Home Theater 101: Picking the Perfect Seats
When someone says the words “home theater,” a specific image comes to mind. A projector, a dark room, and a specific type of seat. One that reclines, has its own cup holder, and has an identifiable aesthetic. We get that. But when you start looking for the perfect home theater seats, don’t shop with your eyes. Shop with your butt. But, beyond that, there are some considerations you should keep in mind.
Sit Before You Buy
This sounds like a no-brainer, but “home theater” seating isn’t always readily available. You can go to a dozen stores and only find four or five options. Places like that usually only carry the home theater-style seating that is very pricy and very limited. You’ll be tempted to buy something online that is cheaper and has more options.
I personally bought home theater seating from a brochure. My wife and I sat in seats in a showroom from the same manufacturer and liked them. We thought we would be safe buying ones that were more our style.
We were wrong.
I’m not a tall man and the seats I ordered were apparently built for pro basketball players. The headrest was too high for my head but still low enough that I couldn’t rest my head on the back of the seat. So it sort of propped up my head uncomfortably. Don’t make that mistake.
If you cannot find your perfect home theater seats locally, be prepared to ask a lot of questions.
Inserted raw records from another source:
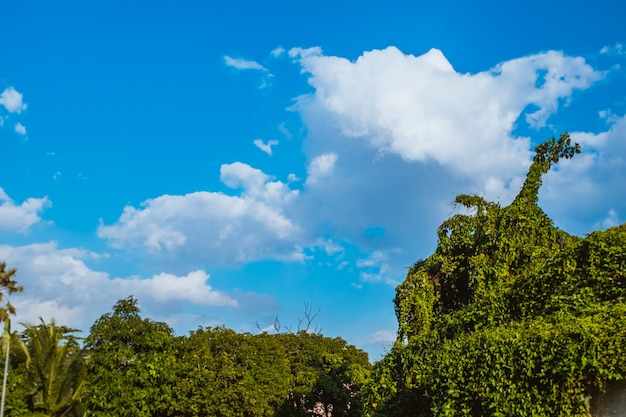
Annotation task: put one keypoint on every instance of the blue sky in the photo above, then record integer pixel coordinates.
(229, 162)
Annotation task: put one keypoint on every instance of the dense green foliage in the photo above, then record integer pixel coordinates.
(47, 372)
(510, 316)
(8, 286)
(137, 367)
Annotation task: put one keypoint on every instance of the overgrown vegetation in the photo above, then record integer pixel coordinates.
(509, 317)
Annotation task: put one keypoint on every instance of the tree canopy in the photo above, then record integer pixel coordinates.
(510, 316)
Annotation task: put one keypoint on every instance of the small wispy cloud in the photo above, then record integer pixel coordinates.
(20, 129)
(265, 147)
(282, 128)
(277, 52)
(12, 100)
(617, 49)
(243, 64)
(611, 220)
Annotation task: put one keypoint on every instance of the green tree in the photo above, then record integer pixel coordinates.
(326, 375)
(54, 370)
(510, 316)
(8, 286)
(131, 364)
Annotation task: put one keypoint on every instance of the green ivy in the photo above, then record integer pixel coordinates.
(510, 316)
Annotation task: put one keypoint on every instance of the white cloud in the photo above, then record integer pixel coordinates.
(617, 49)
(321, 167)
(243, 64)
(20, 218)
(282, 128)
(386, 337)
(421, 109)
(58, 284)
(12, 100)
(20, 129)
(278, 51)
(214, 227)
(265, 147)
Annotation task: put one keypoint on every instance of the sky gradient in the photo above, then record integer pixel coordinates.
(228, 163)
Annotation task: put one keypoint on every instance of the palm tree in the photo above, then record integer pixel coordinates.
(8, 285)
(56, 370)
(6, 309)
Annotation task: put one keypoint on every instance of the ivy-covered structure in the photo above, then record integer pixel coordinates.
(510, 316)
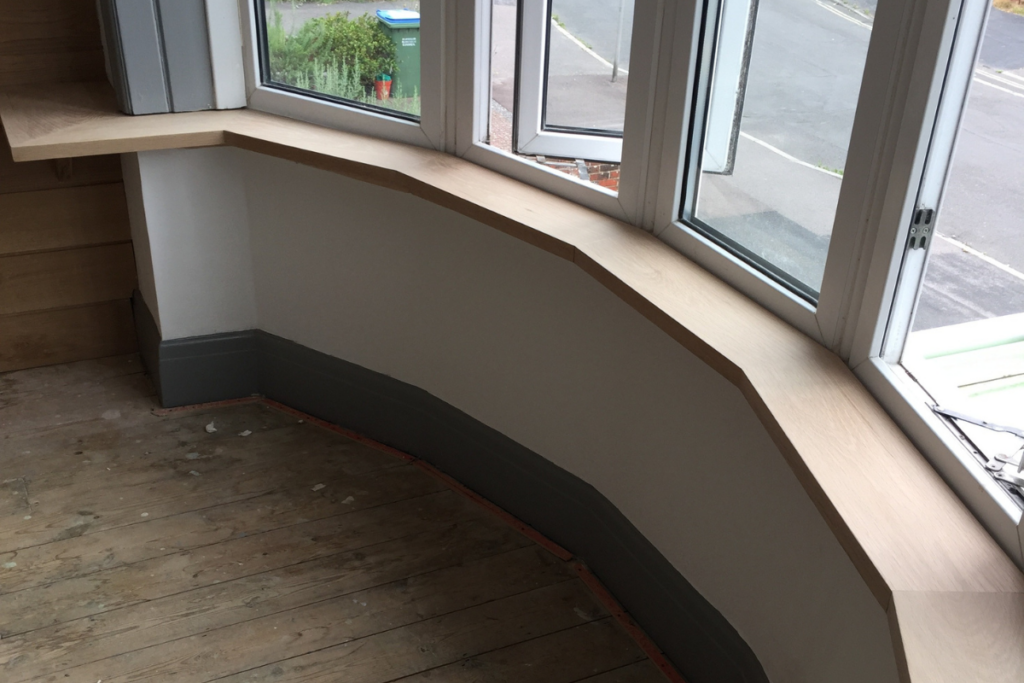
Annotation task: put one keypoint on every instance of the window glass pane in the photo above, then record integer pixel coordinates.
(776, 104)
(967, 340)
(366, 53)
(570, 48)
(588, 65)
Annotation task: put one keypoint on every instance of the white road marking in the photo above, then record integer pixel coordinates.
(984, 257)
(587, 49)
(1010, 74)
(844, 15)
(790, 157)
(999, 78)
(997, 87)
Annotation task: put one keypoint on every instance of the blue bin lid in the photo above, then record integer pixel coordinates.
(399, 18)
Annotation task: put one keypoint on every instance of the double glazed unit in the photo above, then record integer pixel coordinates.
(854, 166)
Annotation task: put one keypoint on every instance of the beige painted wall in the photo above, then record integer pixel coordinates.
(531, 346)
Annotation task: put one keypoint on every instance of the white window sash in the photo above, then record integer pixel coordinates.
(428, 132)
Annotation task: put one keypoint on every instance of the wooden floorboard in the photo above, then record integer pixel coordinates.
(238, 543)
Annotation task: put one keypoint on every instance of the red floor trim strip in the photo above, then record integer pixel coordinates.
(645, 643)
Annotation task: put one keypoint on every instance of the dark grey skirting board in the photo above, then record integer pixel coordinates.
(701, 644)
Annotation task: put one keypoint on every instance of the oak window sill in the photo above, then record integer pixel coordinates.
(954, 600)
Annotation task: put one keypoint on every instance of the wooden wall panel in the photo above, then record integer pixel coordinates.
(49, 41)
(65, 335)
(26, 176)
(68, 278)
(62, 218)
(67, 266)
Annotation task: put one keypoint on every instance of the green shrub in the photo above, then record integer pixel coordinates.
(336, 43)
(357, 43)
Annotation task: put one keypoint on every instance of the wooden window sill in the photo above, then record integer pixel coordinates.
(954, 600)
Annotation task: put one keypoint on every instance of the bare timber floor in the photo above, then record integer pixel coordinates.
(142, 548)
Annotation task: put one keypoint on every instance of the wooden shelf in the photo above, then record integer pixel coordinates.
(925, 557)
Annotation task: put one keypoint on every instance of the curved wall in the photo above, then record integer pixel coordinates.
(530, 346)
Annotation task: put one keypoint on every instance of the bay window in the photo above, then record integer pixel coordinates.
(854, 166)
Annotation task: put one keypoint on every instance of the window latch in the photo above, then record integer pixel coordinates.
(997, 464)
(921, 228)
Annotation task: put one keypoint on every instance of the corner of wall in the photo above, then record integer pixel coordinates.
(140, 235)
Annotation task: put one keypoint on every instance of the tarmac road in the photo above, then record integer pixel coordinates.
(801, 100)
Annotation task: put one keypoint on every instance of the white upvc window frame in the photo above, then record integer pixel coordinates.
(427, 132)
(472, 111)
(900, 93)
(891, 275)
(531, 136)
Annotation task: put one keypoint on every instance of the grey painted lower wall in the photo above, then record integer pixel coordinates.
(694, 636)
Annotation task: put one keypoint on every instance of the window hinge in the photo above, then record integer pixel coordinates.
(921, 229)
(996, 464)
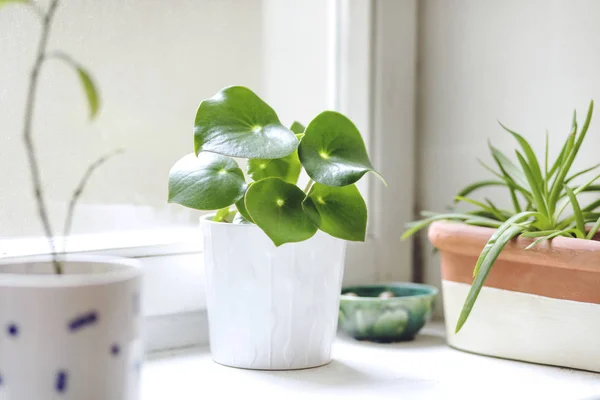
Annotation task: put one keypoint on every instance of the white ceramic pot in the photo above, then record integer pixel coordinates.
(270, 307)
(75, 336)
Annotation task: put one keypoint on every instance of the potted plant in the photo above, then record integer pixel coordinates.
(274, 261)
(69, 325)
(541, 300)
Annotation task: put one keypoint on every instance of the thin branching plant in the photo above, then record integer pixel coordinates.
(46, 17)
(541, 193)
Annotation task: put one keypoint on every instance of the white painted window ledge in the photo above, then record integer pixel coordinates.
(423, 369)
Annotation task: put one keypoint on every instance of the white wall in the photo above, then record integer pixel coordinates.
(154, 61)
(527, 63)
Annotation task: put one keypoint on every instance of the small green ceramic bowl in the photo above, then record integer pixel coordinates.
(366, 316)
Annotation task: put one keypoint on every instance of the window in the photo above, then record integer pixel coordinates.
(153, 63)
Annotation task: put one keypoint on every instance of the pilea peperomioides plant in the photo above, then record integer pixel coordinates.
(237, 123)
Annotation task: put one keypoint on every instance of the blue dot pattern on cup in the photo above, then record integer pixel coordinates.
(61, 381)
(83, 320)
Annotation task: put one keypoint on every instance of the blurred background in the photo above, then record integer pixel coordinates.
(426, 82)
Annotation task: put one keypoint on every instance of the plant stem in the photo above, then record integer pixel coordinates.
(27, 131)
(308, 186)
(79, 191)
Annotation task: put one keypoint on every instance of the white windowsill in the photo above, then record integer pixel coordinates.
(173, 300)
(423, 369)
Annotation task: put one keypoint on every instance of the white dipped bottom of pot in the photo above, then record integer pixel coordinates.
(525, 327)
(271, 308)
(540, 305)
(74, 336)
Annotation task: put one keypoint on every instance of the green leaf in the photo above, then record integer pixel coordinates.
(224, 215)
(592, 206)
(497, 235)
(532, 161)
(585, 171)
(207, 182)
(496, 213)
(570, 154)
(538, 197)
(297, 127)
(548, 237)
(237, 123)
(89, 87)
(332, 151)
(241, 207)
(594, 229)
(486, 265)
(90, 90)
(508, 168)
(338, 211)
(287, 168)
(276, 207)
(576, 211)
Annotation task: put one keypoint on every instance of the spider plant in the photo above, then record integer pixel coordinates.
(541, 193)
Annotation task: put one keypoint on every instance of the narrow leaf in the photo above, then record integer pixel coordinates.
(585, 171)
(548, 237)
(487, 261)
(485, 207)
(497, 235)
(508, 168)
(535, 189)
(576, 211)
(532, 161)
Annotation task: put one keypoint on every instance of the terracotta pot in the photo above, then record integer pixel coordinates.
(540, 305)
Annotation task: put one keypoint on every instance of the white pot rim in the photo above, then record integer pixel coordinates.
(118, 269)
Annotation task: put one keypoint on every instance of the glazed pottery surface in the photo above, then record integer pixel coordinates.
(399, 318)
(74, 336)
(271, 307)
(540, 305)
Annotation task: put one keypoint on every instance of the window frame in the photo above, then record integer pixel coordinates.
(372, 75)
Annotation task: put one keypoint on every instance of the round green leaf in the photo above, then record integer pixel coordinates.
(207, 182)
(332, 150)
(338, 211)
(241, 206)
(297, 127)
(276, 207)
(237, 123)
(287, 168)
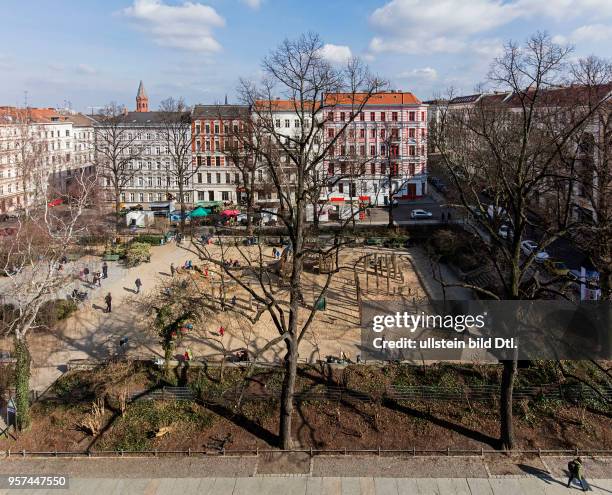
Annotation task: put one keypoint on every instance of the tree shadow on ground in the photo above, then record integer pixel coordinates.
(539, 473)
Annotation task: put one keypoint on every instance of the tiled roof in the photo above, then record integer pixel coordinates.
(387, 98)
(220, 111)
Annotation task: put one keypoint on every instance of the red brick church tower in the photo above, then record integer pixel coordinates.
(142, 100)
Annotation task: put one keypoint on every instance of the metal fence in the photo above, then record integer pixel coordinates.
(572, 392)
(255, 451)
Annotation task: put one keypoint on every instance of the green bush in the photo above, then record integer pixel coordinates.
(136, 253)
(153, 240)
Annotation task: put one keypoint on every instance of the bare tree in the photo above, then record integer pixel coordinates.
(32, 265)
(513, 146)
(177, 137)
(298, 72)
(116, 147)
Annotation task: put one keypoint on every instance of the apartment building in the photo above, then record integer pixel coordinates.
(41, 150)
(214, 128)
(151, 174)
(384, 147)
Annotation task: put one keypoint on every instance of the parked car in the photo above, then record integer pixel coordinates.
(528, 247)
(556, 267)
(416, 214)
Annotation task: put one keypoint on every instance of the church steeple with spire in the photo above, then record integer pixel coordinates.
(142, 100)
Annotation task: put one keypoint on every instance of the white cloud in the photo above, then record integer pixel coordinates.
(421, 26)
(336, 54)
(86, 70)
(423, 74)
(588, 33)
(451, 26)
(188, 26)
(254, 4)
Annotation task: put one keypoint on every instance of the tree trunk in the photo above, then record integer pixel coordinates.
(390, 223)
(505, 405)
(286, 413)
(182, 201)
(22, 383)
(117, 209)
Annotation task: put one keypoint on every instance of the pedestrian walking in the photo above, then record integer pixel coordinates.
(576, 473)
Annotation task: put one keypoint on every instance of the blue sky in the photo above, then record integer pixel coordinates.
(92, 52)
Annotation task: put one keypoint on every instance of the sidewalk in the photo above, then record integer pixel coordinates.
(333, 475)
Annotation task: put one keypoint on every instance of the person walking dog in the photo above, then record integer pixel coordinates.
(576, 473)
(109, 301)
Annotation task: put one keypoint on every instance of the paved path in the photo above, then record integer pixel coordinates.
(317, 486)
(298, 473)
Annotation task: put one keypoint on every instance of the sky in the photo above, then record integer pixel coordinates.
(85, 54)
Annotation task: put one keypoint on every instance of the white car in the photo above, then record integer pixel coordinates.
(528, 247)
(420, 214)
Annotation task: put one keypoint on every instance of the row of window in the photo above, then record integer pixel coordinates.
(412, 133)
(382, 116)
(394, 150)
(373, 168)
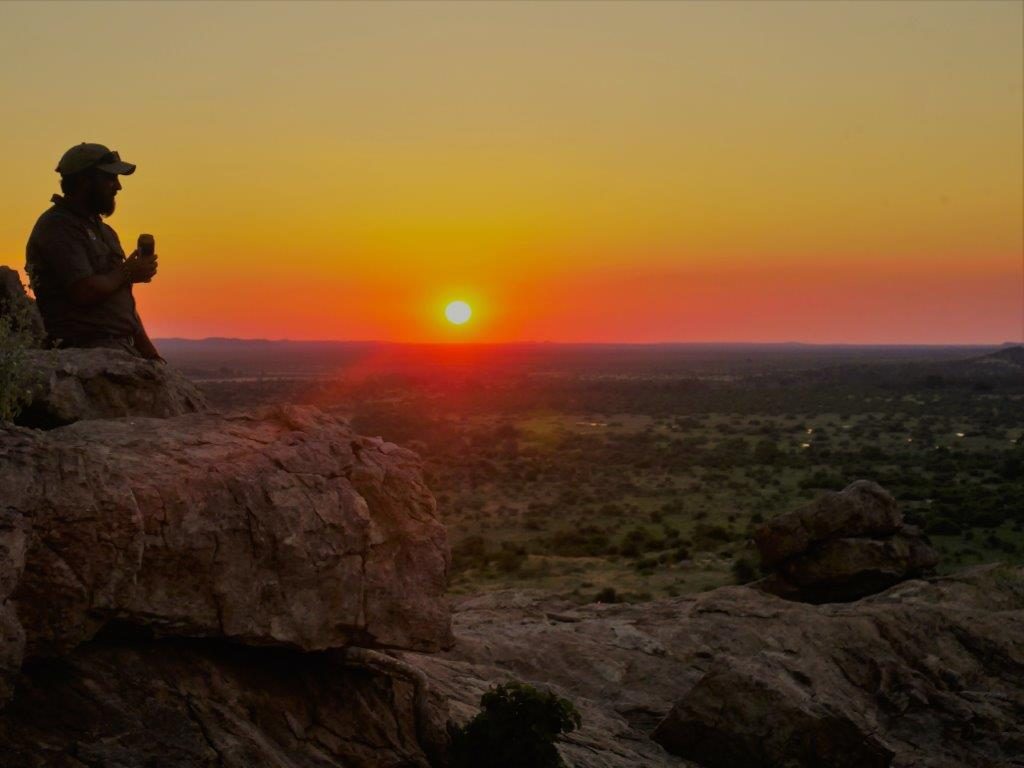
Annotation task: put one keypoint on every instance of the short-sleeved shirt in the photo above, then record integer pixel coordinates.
(65, 247)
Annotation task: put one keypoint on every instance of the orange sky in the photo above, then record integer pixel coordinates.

See if the manufacturer has a customer local to you that would allow you to test out the seats. Tell them your height and weight and ask if they have someone similar that can “pose” with the seats so you have a better idea of the scale. Lastly, be prepared to return them if they are not what you want. Which probably means eating the shipping and restocking fees. Better that than living with terrible seats.
Style: Couch vs Recliner
When picking the perfect home theater seats, you’ll be tempted to limit your choices to a particular style. Don’t. These days, you can find many options in sectionals. They may look like a traditional couch on the showroom floor, but if you look through the brochure, you can mix and match to make something that looks and acts more like home theater seating.
That said, if your home theater is going to be used only for watching movies, the traditional recliner is what you probably want. The cupholders are nice. Just make sure they are lined with stainless steel and are easy to remove for cleaning. We’ve seen some of the cheaper options that get moldy and gross and aren’t very easy to clean.
If your home theater area is going to get more generalized use, consider a more traditional couch. You can mix and match the pieces of a sectional so that the whole thing reclines. This gives you the ability to snuggle with your special someone or lay down if you want.
Features: Power vs Manual Recline
One feature that many recliners have these days is power recline. The leg-rest comes up, sometimes the head-rest slides into place, and the experience is so very cool. I’ve got power recline on two of the three seats (they are very large seats, we can sit our family of five on this couch) in my home theater. If I had had the option, all three seats would be power recline. But most center seats don’t have a power recline option (no arm to put the controls on). This gives me the ability to compare and contrast the two.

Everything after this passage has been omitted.